In brief, 14% of nearly 900 dairy farms surveyed don’t expect to exist by 2020 — just five years from now. Most of them were dairies with 150 cows or less. Cow numbers are expected to decline by 18%.
On the flip side, most dairies with 200 cows or more expect to be still trucking out milk in 2020. My only surprise, though, was the sketchy farm numbers from counties beyond Southeast Pennsylvania.
Performance factors most important were: 1) maximizing milk price per hundredweight; 2) stabilizing market price volatility; and 3) reducing production costs. Increasing production per cow and herd size were perceived as least important.
Trouble is, Pennsylvania’s problem is not about milk production; it’s about the lack of industrial development incentives. Giving milk away to food banks isn’t market development. Neither is “Drink milk; it’s good for you.” Sorry, milk promoters.
The commonwealth has failed to create adequate business incentives to grow processing and manufacturing to compete with the vibrant industries light-years ahead in New York and Wisconsin. Wisconsin has three times as much cheese and ice cream production as Pennsylvania, according to Nicholson.
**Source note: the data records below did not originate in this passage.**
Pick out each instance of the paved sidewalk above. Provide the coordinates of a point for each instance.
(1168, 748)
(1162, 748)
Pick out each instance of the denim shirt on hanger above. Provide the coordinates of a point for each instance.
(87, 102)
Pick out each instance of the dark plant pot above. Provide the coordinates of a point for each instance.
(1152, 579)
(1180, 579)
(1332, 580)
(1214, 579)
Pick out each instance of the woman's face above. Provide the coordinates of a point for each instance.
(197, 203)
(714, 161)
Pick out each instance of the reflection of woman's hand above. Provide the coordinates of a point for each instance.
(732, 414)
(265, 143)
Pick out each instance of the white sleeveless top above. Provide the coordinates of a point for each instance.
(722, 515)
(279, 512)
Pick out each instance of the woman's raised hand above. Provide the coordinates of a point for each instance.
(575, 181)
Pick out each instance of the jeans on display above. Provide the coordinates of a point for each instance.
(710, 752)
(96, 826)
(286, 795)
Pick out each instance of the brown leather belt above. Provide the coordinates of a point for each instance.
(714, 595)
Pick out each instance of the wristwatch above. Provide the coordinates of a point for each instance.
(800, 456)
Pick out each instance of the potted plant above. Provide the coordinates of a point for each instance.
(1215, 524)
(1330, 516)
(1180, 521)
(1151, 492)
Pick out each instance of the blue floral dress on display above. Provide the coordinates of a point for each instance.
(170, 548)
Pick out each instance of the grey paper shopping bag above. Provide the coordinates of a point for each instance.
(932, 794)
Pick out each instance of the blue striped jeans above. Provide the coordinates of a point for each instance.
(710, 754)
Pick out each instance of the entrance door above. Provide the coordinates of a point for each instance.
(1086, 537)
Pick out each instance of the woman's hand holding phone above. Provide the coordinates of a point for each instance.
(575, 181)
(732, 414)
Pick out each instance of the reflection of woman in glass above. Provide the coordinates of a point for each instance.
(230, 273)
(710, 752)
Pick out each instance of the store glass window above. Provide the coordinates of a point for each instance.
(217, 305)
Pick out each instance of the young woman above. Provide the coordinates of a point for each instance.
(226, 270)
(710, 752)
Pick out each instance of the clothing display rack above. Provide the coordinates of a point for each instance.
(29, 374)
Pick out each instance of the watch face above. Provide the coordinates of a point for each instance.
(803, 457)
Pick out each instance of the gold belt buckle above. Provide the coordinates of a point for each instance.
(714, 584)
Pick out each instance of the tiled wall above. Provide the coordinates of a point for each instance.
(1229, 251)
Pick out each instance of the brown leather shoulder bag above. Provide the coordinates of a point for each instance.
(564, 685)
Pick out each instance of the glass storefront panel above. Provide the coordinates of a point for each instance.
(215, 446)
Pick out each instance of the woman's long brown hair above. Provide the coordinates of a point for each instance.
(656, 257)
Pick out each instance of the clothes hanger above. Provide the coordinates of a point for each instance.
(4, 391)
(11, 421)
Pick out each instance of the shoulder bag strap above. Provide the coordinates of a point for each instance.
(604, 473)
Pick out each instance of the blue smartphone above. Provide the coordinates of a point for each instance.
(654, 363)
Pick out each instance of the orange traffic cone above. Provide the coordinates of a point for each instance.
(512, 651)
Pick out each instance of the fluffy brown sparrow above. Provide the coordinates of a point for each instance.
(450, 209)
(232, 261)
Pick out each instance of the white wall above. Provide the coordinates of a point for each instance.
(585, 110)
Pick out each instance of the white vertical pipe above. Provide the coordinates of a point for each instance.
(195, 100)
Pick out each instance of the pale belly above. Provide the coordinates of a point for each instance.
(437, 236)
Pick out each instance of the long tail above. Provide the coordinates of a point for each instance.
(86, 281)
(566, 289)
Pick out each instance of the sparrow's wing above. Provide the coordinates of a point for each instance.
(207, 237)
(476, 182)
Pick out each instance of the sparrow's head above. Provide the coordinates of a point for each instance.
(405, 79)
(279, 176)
New York also has aggressively courted cheese and yogurt industries plus processed products with incentives. Meanwhile, Pennsylvania still bottles most of its milk, but ships 30% to 40% or more to other states. Percentages vary according to how sources define processors.
Dairy exports from the port of Philadelphia are negligible compared to those of New York and Norfolk, noted Nicholson. PhilaPort is comparably non-competitive.
My viewpoint leaks in
Pennsylvania has long been plagued with nearsighted state economic development administrators who failed to see ag processing and manufacturing as a potential growth industry. That’s why any change must begin with the governor’s office and the legislature.
Agriculture still must prove it’s worthy of investing tax dollars for the future. Doing so will naturally bring benefits to other ag commodities. To grow any industry, you must seed it and feed it.
My first exposure to the myopic “hope and pray” mentality was when Pennsylvania Farm Link pursued bond funding to help establish young and beginning farmers. Pennsylvania’s economic development officials were clueless. Thanks to former ag secretary and previous state House Majority Leader extraordinaire Sam Hayes, we turned that corner. Today, the Keystone State has a number of low-cost investment vehicles for young farmers.
The commonwealth must develop aggressive business incentives to draw dairy processors and manufacturers. That must to go hand in hand with research and development of innovative value-added products. Industry either grows fueled by innovation or declines. That’s reality. There’s no status quo.
One innovation that — in my opinion — must be developed is the combination of low-heat milk pasteurization coupled with ultraviolet light technology. UV technology, developed by GEA nearly 10 years ago, kills bacteria without affecting healthful proteins and enzymes that help human systems break down lactose. It makes milk healthier — a huge leap away from “ultra-cooked” pasteurization.
So now what
During mid-September, farmers are hearing more about phase two of the study from Nicholson, Cornell University’s Andy Novakovic and University of Wisconsin’s Mark Stevenson — three of the nation’s top dairy analysts. Hopefully, they can shed more light on how Pennsylvania can brighten its dairy future.
The study, also involving New York, Michigan and Wisconsin dairy industries, has multiple components focusing on milk production, processing, marketing and policy. Results of the processor survey are to be shared Oct. 6 at a special session during World Dairy Expo.
As Nicholson pointed out at the APD meeting’s outset: “We’ll look at opportunities for growth. But opportunities are different than realities.”
Realities often must be overcome via incentives to create opportunities.